Flash on Servers...........









The original case for network storage lies around the benefits of aggregating disk which include more random IOPS and bandwidth as well as the management simplicity of concentrating data into a centralized place. It has been the case that a single application per host has somewhat limited ability to consume bandwidth.

Considering flash in a networked storage environment, it does not have the same benefits of sharing. Since there are enough IOPS in a flash drive to placate most apps, the equation changes. Is network storage fast when the network latency is noticeable compared to flash? We can do 5 SSDs to get 40,000 IOPS but will the latency be a problem?

We will see flash on compute servers. Servers can already accommodate flash and it is cheap enough with 250GB < 10% of the server cost.

A new tier in the storage hierarchy: Steve argues we will see storage split into two tiers: the IOPS tier and the capacity tier. The IOPS-Tier will offer the best $/IOPS with low latency and will have sufficient capacity for the active data in most typical enterprise systems. It will be the new “primary storage”. The Capacity-Tier will offer the best $/GB – Deduplication, compression, and good serial performance.

Lets outline three broad categories of Host-Based Flash usage. DAS (which I think means “Direct Access Storage but my notes failed me), Primary Storage Service, and Cache.

· Host-Base Flash: DAS: Single point of failure and so you would use normal backup or application based replication like Exchange or Oracle). You can have boot files, VM, temp files.

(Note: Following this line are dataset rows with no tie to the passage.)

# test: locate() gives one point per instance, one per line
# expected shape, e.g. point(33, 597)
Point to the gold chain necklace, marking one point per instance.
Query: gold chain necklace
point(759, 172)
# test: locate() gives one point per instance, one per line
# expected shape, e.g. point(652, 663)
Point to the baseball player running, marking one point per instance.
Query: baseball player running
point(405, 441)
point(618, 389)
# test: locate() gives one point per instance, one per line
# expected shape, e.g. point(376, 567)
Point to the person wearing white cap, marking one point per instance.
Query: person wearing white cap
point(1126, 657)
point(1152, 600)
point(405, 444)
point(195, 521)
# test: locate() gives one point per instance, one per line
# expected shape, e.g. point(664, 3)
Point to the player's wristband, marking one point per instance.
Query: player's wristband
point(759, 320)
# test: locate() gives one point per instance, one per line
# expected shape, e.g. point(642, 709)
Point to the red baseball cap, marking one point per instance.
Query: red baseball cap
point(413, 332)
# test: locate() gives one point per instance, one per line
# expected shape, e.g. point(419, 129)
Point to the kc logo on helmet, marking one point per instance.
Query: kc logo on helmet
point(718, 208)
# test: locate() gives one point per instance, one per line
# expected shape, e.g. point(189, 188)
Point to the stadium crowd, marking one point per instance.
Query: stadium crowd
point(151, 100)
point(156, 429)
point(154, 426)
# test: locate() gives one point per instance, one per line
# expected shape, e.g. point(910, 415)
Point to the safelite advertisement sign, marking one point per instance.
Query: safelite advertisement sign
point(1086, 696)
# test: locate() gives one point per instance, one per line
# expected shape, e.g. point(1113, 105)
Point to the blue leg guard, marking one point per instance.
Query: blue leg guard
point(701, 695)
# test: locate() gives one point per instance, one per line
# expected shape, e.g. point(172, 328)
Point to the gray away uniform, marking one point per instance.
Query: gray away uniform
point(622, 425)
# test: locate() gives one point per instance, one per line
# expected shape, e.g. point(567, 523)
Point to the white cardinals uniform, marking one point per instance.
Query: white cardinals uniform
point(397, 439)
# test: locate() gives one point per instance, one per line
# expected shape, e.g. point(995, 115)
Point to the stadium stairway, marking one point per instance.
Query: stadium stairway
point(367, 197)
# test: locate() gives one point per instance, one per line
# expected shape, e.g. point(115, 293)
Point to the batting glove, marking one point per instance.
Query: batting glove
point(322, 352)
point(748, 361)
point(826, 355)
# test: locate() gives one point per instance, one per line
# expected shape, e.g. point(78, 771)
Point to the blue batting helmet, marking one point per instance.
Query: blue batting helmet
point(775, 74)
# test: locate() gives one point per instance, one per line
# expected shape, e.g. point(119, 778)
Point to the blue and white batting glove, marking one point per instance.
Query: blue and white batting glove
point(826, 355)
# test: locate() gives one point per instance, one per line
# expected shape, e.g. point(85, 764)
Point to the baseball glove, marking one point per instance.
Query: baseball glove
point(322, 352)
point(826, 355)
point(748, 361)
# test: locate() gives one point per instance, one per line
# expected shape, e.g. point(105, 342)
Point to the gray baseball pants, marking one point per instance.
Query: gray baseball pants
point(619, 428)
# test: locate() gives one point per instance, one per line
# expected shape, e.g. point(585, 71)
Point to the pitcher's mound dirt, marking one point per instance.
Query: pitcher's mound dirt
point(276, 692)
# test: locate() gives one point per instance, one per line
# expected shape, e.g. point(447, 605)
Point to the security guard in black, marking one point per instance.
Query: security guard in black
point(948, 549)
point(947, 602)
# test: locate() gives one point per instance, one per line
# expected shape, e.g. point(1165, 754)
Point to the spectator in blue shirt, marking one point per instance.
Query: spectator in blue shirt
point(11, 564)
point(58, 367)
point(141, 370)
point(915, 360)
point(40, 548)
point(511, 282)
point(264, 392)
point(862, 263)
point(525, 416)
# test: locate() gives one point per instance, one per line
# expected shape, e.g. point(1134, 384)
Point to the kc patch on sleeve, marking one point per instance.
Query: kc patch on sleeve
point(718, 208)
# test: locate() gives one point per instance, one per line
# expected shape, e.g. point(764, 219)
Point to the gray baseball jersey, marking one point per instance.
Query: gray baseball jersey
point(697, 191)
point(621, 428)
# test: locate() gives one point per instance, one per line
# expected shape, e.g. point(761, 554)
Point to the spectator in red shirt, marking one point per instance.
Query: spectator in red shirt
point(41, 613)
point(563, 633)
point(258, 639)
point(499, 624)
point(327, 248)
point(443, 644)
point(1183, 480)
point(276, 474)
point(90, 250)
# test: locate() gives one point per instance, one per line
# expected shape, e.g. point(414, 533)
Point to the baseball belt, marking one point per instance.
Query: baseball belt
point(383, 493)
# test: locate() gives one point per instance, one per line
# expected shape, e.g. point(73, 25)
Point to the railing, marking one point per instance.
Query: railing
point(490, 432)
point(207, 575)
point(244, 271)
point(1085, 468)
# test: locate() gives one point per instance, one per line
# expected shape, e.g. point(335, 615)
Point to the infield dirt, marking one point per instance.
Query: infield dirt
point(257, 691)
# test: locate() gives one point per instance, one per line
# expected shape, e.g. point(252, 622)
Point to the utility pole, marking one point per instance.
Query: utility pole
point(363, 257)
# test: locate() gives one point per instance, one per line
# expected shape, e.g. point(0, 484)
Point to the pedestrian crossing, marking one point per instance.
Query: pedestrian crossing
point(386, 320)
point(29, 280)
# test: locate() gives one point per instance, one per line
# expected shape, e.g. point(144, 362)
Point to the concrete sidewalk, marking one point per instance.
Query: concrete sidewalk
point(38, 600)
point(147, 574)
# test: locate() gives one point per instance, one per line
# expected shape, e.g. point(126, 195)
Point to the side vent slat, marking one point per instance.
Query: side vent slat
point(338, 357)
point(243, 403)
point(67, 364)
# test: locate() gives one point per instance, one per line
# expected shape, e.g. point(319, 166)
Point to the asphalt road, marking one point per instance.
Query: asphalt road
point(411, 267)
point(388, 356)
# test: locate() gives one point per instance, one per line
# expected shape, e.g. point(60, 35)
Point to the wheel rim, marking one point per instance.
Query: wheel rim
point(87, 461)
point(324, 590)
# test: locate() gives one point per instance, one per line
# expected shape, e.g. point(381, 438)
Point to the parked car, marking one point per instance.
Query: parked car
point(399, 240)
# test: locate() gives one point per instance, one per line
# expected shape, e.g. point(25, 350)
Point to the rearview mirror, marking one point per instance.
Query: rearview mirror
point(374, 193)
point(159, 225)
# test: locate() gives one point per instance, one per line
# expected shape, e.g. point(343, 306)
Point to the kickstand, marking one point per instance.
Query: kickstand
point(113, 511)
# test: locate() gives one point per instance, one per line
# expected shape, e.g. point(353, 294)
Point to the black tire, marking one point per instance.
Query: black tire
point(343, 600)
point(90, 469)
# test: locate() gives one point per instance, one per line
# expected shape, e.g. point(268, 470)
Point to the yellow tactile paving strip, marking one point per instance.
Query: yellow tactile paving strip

· Host-Based Flash: Primary Storage Service: File or Block. Requires mirroring or RAID to peers. Allows capacity sharing. Steve believes it is likely that Microsoft and VMWare are likely to compete here – the integration of this is complex. Making reliable primary storage is hard and this may impact the roles of folks in IT.

· Host-Based Flash: Cache –File or block. This will be a writethrough cache. If you do a write-back you will occasionally lose stuff. Using a cache can allow for a centralized data management (in a remote network storage server). This can help with keeping the current IT storage management roles by providing an automatic “tiering”.

So, data management spans the IOPS tier and the Capacity tier. You need to have automated data movement and global access. It is impractical to have manual placement at huge scale. It is going to be important for us to have a technology independent language to specify the desired properties for the data. Say what properties you want and not how to get them. New SLO (Service Level Objectives) for Max Latency, Bandwidth, Availability, etc.

In summary, the new host-based flash is the new IOPS-Tier. It will replace high-performance primary storage in the cloud. This IOPS-Tier s is not going to be economical as a secondary or as archival since the $/GB is higher than spinning media. The Capacity Tier will be implemented as network storage. It is optimized for the best $/GB. Data management between these two tiers will be important.

There was a lot of discussion around the SLO (Service Level Objectives). Steve indicated that their vision was not super-flexible set of knobs but more a small set of options for defining the data characteristics. Margo offered that one aspect of what was important was the “value” of different parts of data which can, in turn, tell the system how hard to work to make the data remain available.

Someone asked if there was any performance analysis for 3-tier storage (memory, IOPS-Tier, Capacity-Tier) over more traditional 2-tier storage (Memory and Disk). Steve answered that there had not been an explicit performance analysis.

Stonebraker observed that enterprises seem to like NAS/SAN but that the Cloud guys are using direct attached storage. Are the forward looking guys walking from NAS/SAN? Steve replied there are people very interested in NAS/SAN because it gives them a way to control the data and make servers stateless. Adding in the IOPS-Tier is a simple extension.

This was a fascinating and engaging presentation!